Fuel cell proponents have missed several deadlines in the past. Hitachi said in late 2003 that it would have PDAs (personal digital assistants) running on fuel cells by 2005. Toshiba said in 2004 that its sleek fuel cell for MP3 players would be delayed from 2005 to 2006 and has yet to appear.

Part of the problem, Lim said, is that such things take time. "When you talk to a scientist, he thinks it's done when the prototype is done. But that's a long way from getting it to people like you and me," he said.

In the last several years, engineers have tweaked fuel cells and managed to make them more efficient than earlier prototypes.

Besides Samsung, MTI has inked a deal with Duracell, which will resell refill cartridges for MTI fuel cells under its own brand name. Working with a large consumer electronics manufacturer and a consumer goods company gives fuel cells an opportunity to get in front of people. Lim also sits on the board of advisers of Inventec, the contract manufacturer that produces portable devices for Apple Computer and others.

The good news is that demand for more power in portable devices continues to grow. Watching video or TV on cell phones consumes energy.
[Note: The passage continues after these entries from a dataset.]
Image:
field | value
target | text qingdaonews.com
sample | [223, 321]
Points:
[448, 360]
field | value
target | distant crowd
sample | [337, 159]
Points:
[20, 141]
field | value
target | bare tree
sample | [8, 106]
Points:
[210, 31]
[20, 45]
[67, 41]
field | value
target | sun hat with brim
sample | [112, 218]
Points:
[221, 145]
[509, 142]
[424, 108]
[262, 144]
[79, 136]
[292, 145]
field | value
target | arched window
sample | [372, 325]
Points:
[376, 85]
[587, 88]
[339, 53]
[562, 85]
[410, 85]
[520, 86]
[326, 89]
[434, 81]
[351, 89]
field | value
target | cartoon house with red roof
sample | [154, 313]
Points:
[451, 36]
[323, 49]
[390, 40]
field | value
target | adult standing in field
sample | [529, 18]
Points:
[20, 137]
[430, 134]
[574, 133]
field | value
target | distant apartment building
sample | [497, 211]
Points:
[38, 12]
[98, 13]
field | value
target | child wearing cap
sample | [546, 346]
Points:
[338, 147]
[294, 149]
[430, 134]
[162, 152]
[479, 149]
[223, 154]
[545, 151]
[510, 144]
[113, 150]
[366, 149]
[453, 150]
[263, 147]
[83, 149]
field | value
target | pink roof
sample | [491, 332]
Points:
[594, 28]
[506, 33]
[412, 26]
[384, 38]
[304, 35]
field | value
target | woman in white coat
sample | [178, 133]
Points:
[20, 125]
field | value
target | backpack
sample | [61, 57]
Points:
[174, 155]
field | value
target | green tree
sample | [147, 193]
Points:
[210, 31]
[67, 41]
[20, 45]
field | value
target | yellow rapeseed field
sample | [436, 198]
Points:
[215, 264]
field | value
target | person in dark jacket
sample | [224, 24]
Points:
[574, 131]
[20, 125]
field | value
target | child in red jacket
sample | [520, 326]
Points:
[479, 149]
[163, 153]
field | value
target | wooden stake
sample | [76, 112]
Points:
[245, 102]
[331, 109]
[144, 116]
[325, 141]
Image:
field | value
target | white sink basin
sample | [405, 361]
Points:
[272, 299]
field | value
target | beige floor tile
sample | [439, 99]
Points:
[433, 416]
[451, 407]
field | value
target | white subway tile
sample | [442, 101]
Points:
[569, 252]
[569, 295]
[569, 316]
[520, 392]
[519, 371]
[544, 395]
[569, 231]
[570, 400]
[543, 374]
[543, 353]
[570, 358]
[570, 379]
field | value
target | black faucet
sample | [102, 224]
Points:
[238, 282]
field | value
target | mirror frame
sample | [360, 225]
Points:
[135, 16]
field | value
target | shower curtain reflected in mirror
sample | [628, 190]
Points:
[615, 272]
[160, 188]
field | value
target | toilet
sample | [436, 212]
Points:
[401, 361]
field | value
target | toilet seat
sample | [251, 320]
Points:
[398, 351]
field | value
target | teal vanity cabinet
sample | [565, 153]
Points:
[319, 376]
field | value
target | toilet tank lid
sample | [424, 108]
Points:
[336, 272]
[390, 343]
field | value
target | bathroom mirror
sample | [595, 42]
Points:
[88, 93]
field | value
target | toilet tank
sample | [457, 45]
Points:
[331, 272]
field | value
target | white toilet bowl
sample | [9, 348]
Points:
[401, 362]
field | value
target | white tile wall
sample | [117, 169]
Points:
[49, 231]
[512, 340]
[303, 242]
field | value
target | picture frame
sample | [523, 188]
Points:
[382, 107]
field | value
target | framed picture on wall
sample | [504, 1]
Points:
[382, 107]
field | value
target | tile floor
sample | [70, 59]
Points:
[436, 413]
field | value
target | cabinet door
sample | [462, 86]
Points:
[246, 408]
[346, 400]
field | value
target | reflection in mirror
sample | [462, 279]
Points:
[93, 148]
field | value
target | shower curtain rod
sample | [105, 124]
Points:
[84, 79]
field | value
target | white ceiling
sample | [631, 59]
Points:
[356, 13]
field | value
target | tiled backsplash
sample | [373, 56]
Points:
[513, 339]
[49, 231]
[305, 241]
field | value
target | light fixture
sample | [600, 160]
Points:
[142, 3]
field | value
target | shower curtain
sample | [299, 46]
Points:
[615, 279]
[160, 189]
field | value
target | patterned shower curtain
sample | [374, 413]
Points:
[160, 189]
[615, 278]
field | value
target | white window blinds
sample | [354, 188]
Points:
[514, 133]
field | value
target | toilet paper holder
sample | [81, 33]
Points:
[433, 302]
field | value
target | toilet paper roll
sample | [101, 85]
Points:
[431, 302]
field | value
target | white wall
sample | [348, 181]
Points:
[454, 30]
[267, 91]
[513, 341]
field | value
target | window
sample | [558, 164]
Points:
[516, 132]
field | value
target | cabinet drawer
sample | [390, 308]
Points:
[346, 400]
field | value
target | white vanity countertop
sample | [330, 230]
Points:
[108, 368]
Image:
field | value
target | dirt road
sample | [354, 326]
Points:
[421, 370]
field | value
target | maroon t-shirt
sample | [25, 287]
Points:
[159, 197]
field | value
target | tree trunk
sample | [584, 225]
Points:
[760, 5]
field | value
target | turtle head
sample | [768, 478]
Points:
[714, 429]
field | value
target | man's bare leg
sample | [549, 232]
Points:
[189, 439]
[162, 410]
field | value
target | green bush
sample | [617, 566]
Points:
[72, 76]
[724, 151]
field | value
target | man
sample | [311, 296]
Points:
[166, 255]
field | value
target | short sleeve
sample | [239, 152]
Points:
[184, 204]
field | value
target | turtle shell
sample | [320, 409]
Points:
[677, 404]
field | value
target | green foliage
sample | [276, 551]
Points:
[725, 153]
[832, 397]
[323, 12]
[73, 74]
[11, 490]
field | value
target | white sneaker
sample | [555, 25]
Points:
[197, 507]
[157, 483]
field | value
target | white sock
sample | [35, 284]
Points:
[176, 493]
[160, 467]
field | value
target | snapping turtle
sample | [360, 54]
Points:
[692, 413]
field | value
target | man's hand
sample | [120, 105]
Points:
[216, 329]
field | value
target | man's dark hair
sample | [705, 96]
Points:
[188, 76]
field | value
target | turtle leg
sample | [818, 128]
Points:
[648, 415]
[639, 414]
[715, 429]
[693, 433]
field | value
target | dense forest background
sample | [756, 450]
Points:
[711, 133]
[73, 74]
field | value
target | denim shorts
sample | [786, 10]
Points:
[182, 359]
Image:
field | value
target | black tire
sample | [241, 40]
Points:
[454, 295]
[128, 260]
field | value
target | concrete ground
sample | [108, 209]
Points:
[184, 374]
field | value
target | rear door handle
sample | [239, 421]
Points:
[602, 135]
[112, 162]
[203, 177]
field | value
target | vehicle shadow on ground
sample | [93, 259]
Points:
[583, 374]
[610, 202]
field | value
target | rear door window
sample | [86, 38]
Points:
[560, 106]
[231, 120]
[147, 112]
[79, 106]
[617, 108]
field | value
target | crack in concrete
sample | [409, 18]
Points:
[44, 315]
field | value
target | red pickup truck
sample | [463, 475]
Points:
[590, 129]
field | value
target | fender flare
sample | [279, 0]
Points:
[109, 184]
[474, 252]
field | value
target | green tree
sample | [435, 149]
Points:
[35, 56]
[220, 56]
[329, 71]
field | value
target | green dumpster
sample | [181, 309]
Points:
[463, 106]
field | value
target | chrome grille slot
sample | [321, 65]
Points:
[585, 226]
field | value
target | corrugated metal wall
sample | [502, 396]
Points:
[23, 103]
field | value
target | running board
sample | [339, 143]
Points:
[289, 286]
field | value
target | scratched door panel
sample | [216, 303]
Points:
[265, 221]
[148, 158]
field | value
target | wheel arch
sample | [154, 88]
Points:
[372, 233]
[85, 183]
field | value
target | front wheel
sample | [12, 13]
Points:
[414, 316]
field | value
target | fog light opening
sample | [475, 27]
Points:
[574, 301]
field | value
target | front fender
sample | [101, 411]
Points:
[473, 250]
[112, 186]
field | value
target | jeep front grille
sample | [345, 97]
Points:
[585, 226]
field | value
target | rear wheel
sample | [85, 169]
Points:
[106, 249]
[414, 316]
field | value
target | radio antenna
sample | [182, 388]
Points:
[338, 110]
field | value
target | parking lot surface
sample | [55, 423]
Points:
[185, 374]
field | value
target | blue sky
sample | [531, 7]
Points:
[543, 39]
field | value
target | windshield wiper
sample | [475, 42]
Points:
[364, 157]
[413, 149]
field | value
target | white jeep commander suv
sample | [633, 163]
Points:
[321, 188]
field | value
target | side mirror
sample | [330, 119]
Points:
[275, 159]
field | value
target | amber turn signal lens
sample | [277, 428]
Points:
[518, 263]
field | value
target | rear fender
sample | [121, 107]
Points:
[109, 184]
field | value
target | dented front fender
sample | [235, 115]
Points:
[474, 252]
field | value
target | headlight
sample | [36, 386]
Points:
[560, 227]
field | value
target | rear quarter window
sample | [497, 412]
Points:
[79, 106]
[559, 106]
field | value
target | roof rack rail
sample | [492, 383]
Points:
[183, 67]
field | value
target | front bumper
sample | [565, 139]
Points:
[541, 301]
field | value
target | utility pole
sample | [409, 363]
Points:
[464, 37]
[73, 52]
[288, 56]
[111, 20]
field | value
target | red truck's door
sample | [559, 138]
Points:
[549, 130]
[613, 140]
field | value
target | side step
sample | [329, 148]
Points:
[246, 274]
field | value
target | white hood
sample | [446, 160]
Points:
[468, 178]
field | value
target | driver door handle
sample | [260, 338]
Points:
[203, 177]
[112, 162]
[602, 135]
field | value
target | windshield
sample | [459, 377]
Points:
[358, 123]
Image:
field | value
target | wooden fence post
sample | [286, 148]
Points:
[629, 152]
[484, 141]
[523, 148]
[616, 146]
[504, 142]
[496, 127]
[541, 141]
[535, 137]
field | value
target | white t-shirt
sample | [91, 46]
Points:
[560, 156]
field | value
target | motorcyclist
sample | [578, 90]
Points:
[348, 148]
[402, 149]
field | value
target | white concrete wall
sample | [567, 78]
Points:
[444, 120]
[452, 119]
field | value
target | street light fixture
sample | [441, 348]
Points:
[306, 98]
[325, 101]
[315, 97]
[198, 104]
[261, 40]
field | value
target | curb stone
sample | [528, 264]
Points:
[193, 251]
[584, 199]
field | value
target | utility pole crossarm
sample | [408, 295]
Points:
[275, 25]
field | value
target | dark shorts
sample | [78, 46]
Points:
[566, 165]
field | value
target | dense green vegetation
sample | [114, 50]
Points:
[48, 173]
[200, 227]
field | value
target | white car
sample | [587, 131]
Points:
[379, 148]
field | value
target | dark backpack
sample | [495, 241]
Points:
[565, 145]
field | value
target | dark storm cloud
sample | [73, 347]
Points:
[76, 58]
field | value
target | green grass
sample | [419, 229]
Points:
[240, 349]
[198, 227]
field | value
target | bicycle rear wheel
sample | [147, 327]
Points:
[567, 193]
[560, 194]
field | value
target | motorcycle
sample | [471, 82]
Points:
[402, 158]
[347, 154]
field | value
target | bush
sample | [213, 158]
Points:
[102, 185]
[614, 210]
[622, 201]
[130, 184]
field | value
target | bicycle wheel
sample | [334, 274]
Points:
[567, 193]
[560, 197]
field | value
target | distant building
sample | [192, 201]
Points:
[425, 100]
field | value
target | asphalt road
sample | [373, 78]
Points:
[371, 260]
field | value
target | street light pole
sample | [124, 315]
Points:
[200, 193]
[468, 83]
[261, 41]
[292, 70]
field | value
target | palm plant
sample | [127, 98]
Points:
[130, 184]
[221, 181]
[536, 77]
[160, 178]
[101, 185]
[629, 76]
Overall, fuel cells can provide more power in a limited space of volume than lithium ion batteries, say fuel cell advocates.

Lithium ion batteries in the lab can provide 0.4 to 0.5 watt/hours per cubic centimeter and about 0.25 watt/hours per cubic centimeter in everyday products, according to MTI. (A watt/hour is a measure of how much electricity will be produced over an hour.)

A cubic centimeter of methanol can provide 1.3 watt/hours. The methanol has to be contained in a fuel cell, of course. Thus, if the fuel cell housing--a plastic and metal device with a membrane that converts methanol into water, carbon dioxide and electrons--is 20 cubic centimeters and it holds 10 cubic centimeters of methanol, the resulting fuel cell will perform as well as 30 cubic centimeters of a lithium ion battery. Manufacturers, though, can get a better ratio between methanol and the actual physical fuel cell itself than that, Lim said, resulting in more energy per cubic centimeter.

For the military, there are other advantages as well. Battery packs weigh a lot and can't be discarded (for fear of environmental problems and the enemy figuring things out about your equipment). A portable battery pack taken on a 72-hour mission might weigh 24 pounds and take up nine liters of space. An equivalent fuel cell might weigh 9 pounds and consume four liters of space. On the way back from the mission, the weight is greatly reduced because the methanol has been consumed.

Battery manufacturers, however, aren't standing still. Some, such as Valence Technology, are working on lithium batteries that fit into large devices such as cars, while start-up PowerGenix says it has come up with a new generation of batteries for power tools. Cell phones and notebooks almost universally rely on lithium ion batteries.

An even bigger problem for fuel cells may lie in convincing customers. When the subject comes up on news sites or chat boards, the usual complaints and fears crop up. Will a methanol fuel cell blow up in my lap? What happens when I run out--will I be able to buy replacements or refills?

Lim says the answer is no on the first and yes on the second. If all goes well, 7-Eleven will sell refills right next to the breath mints and beef jerky. Those questions, though, will become less important when and if the performance gains can be demonstrated.

"You won't see the value of a fuel cell until you need to call your boss and you run out of batteries," he said.